Après-midi studieuse à la BNF dans une salle de lecture presque vide, mais le personnel habituel et affable. (Quelques trouvailles pour mon prochain livre).
À six heures moins cinq, je ressors du vieux bâtiment.
Là, pas question de prendre le métro : c'est une heure de sortie de bureau, il doit y avoir cinq candidats pour chaque place de chaque rare métro. J'ai repéré une station de VéLib et, avec gourmandise, je m'en approche : il y a quatre vélos.
Hélas, une jeune femme désolée m'arrête : les quatre ont chacun une roue crevée. Au passage, remarquons le civisme du vélibeur de base qui malgré les difficultés de circulation, n'a pas mis le matériel administratif en péril en chevauchant un pneu crevé au risque de voiler la roue et de détériorer irrémédiablement le pneu.
Du reste, en m'approchant de la borne, je m'aperçois qu'il faut prendre un abonnement et que pour cela, il faut une carte bancaire. Or ma nouvelle carte bancaire est dans mon courrier, celui que je ne reçois plus depuis deux jours !
Donc résignation : la marche à pied.
"Et je m'en vais clopin-clopant
Dans le soleil et dans le vent"...
Sans soleil ni vent, pour dire la vérité, mais sans pluie et par une température fraîche sans être encore froide. Clopin-clopant sur mon pied gauche blessé.
Rue Sainte-Anne, rue je-ne-sais-plus-quoi (je devrais savoir : c'est là qu'était mon expert-comptable avant de s'installer dans le XVIIe), puis rue de Rivoli. Partout une foule dense, beaucoup de touristes, et une circulation très immobile et affreusement polluante.
Place de la Concorde, jardin des Champs-Élysée, un coup d'oeil en passant à un salon de peinture contemporaine, puis rue Jean Goujon. À la station Alma-Marceau, non loin du siège du MoDem et encore plus près du pilier sur lequel la jolie princesse Diana a fini sa courte vie, je décide que j'ai assez souffert et que, à ce stade de la ligne de métro, il ne doit plus y avoir trop de monde. Je descends.
Mais si ! C'est plein. Et pour cause : il y a un match au Parc des Princes, justement au bout de cette ligne...
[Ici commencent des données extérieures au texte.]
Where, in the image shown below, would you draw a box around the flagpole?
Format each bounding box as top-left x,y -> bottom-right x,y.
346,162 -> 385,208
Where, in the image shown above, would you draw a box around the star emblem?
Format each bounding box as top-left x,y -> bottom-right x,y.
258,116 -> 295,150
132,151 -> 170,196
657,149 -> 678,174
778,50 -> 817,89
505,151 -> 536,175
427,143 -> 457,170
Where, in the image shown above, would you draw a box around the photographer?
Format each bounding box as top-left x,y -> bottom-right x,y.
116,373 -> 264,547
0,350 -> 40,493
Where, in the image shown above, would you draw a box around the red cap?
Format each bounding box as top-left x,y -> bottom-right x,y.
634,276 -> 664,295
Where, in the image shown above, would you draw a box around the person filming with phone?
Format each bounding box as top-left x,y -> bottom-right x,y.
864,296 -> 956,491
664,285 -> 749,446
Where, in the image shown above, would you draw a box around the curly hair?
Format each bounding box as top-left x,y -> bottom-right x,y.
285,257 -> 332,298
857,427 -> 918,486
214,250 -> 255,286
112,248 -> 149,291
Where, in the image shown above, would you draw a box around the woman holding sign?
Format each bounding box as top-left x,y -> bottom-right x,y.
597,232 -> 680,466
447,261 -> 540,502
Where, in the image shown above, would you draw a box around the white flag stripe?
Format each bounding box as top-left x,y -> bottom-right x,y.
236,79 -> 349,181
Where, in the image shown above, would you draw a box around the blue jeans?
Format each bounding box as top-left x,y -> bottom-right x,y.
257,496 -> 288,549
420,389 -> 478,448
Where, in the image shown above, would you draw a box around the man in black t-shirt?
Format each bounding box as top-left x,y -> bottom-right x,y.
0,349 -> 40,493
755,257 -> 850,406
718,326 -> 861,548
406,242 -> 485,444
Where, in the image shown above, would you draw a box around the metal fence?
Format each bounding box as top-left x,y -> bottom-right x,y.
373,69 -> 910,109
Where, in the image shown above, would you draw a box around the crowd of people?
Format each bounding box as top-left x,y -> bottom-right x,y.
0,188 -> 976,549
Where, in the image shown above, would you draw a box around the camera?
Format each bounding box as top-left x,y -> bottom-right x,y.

C'est l'heure du chausse-pied. On ne monte pas dans le métro, on s'y fait pousser jusqu'à l'étouffement.
Pour dire la vérité, ce n'est pas un moment totalement désahréable, étant donné que je suis comprimé contre le visage d'une jolie jeune femme brune aux yeux très bleus aussi grande que moi. Hélas, au bout de la deuxième station, elle reçoit un coup de fil de son mari qui l'informe qu'il a réussi à récupérer le gosse à la maternelle. Elle s'en réjouit. Décidément, le monde est mal fait. Vient la station "La Muette", je descends.